Eris folded her arms across her chest, glaring. “How the f—”
“It’s a parlour trick, Eris.” Ms Mycroft shook her head, turning in her chair, away from the little group arrayed before her. “Perhaps centuries ago, I’d have been some sort of novelty, a woman who could process shipping information or manage accountancy at levels higher than anyone else. But this?” she gestured. “I gleaned that information from you… but if we gave Tally fifteen minutes and my phone, I am sure she could find such things about Jude, or Sparrow.”
Jude cleared his throat.
“On the working hand, however, that we are in an information age makes this… talent useful. There are all these systems moving information around… and if one were perhaps so inclined, these channels of information could be put to some use.”
“So what are we for? Tell you things you don’t know?” Eris asked.
Ms Mycroft laughed at that. “Well, I suppose that’s… possible.” She shook her head, resting her chin on her hand, tapping her delicate digit against her skin. “No. I do not need you to be my mind or my memory. I need you, and people like you, to be my hands. Out in the world.”
“Um, why don’t you, I mean, can you not leave the house for some reason?”
The blonde woman tilted her head the other direction, looking Tally up and down. “No, I just don’t want to.”
Standing up, Ms Mycroft picked up a carrot from her desk. “Jude, I imagine our new co-workers will want to make arrangements for contact and contracts. You do handle that.”
“Hey! Who says we’re going to work for you?” Eris asked, hand on her hip. “I didn’t agree to nothing.”
Ms Mycroft stopped in the doorway, turning to Tally. “Tally, create a shopping list for your front-end. Right now, I have on order for several million hours of cloud CPU processing, without a financial trace. You’ll obviously need some devices to interact with that, and I don’t know, pen-test your bitcoins, or whatever it is you do to jam with the Console Cowboys.” Then, she shrugged. “As for you, Eris, if you don’t want to work for me, that’s fine. If you do, you will need some infrastructure, and I’m sure you and Jude can work out what would serve you best in that regard.” She looked to Jude. “Do try to keep her from running all over you, Jude.”
“Alright, Ms Mycroft.”
“Good boy. You may go.”
Jude adjusted his coat, leading the little trail out from the drawing room. “You have some time in the next few days for us to discuss this… shopping trip, young ladies?”
“Um.” Tally all-but-whispered.
“… Yes?” Jude asked. Sparrow leant around his side, watching Tally’s expression.

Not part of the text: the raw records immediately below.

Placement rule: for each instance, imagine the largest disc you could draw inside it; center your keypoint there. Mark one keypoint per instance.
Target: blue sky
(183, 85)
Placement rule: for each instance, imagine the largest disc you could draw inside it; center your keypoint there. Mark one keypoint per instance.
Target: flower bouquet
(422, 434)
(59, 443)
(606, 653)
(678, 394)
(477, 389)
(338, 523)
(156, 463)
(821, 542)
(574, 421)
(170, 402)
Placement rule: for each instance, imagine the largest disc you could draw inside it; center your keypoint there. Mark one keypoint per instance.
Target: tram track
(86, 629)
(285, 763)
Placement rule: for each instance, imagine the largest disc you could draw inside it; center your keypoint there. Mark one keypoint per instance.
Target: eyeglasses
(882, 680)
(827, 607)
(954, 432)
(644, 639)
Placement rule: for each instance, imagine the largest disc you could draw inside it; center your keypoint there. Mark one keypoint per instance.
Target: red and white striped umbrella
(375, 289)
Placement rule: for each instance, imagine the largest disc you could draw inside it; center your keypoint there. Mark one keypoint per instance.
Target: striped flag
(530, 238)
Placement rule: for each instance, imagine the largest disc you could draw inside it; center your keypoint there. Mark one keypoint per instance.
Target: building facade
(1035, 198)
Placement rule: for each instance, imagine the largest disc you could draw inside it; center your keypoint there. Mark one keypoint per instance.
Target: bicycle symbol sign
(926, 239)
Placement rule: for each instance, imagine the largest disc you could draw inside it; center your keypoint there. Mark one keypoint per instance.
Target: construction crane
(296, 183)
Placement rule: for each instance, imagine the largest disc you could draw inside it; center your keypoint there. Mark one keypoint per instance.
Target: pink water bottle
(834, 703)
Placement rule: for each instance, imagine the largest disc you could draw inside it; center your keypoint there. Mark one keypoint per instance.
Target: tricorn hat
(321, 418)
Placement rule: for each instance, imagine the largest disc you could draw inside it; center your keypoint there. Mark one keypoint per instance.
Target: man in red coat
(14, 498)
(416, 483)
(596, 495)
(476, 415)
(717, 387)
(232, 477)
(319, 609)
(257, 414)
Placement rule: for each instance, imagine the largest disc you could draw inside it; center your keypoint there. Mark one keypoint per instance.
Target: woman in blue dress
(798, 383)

“I’m not a young lady.” They said.
“Young man?” Asked Jude, surprised.
“N-no, not that either.”
Everyone in the room took in that information. Jude shrugged. “Young Tally?”
“That works for me.” Tally said, a slightly relieved smile.
“Sorry,” Jude said.
“It’s … eh. It’s okay. Lotsa people get it wrong.” They murmured, hands stuffed into empty pockets.
“That doesn’t make it okay.” Jude said. Down in the kitchen, there’d be hot drinks and buttered toast. Sparrow looked forwards to those moments, working for Ms Mycroft… and hey. He’d have some friends who weren’t giant swamp monsters, it seemed.